The plan is to use a roaster from a co-worker that is pretty good size.   I just need to make sure the roaster will not require me to re-heat before putting it into the roaster.   I plan to add Jeff's finishing sauce to it when I pull them.   My only other task is get some variety of sauces as I like with either just the finishing sauce and maybe a small amount of tabasco added.   I will try to find some sweet stuff for those that might prefer that.  I saw another thread with some thoughts on this.


----------



## gypsyseagod (Dec 10, 2007)

i did a 7.5 lb last night & just fridged the whole thing- tonight i just added 1/8 cup of water to the foil & stuck it in the oven on 275 for 2 hrs- pulled like a newborn's... well it pulled welll.......


----------



## mobcounty (Dec 14, 2007)

How can I not try your method now BigAL!


----------



## bigal (Dec 14, 2007)

Hey MC.  I assume you have it smoked and pulled.  Light that smoker back up, put the pulled pork in an alum foil pan, mix up some apple juice and apple cider vinegar in a 4(aj):1(acv) ratio.  Get some of your favorite rub and pour on some mix and add some rub, mix together and put in smoker.  Basically for the next 3hrs or so you will be adding mix and rub to taste(this is where it is good to be the cook).  

Keep the smoke to it, lotta meat there.  

If you want you can do this step a day ahead of time, put in fridge and reheat by oven/stove top/microwave and it will still be juicy.  

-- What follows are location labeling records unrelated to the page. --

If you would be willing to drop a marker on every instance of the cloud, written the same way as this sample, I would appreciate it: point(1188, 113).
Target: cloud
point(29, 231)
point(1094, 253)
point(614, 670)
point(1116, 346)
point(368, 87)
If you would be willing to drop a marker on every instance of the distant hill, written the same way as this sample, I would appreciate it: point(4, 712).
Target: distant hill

Any questions call me 620-874-1033(cell).  I'll be glad to help all I can.

Good luck MC


----------



## linda lou (Apr 9, 2015)

I don't have a smoker, but I have a Nesco roaster, which has temperature dial on it.  I can set at 225.  Do you think I could use this and add the juice and vinegar ratio and rub?


----------



## dwolfpak (May 19, 2015)

BigAL said:


> MC, this is what I do w/ALL my pulled pork. It is by far the best we've ever had, and this last batch I made was #1!
> 
> After you smoke your butts(foil if you can to save some juices, but not needed) let them rest for an hr or cool enough to pull. Pull it and divide into 2 9X14X2" trays. put in fridge.
> 
> ...


Saving this for future use...  

For right now, I need suggestions to reheat without  a smoker.  I'm making a about 6 butts for a friends grad party, but I am going to be out of town.  So I will be smoking them a week ahead of time, then freezing for them to reheat in the foil pans.

Suggestions on reheating frozen butts in an oven?  (since they don't have a smoker)

Dan


----------



## oldschoolbbq (May 19, 2015)

Vacume seal it and Boil to re-heat . . .


----------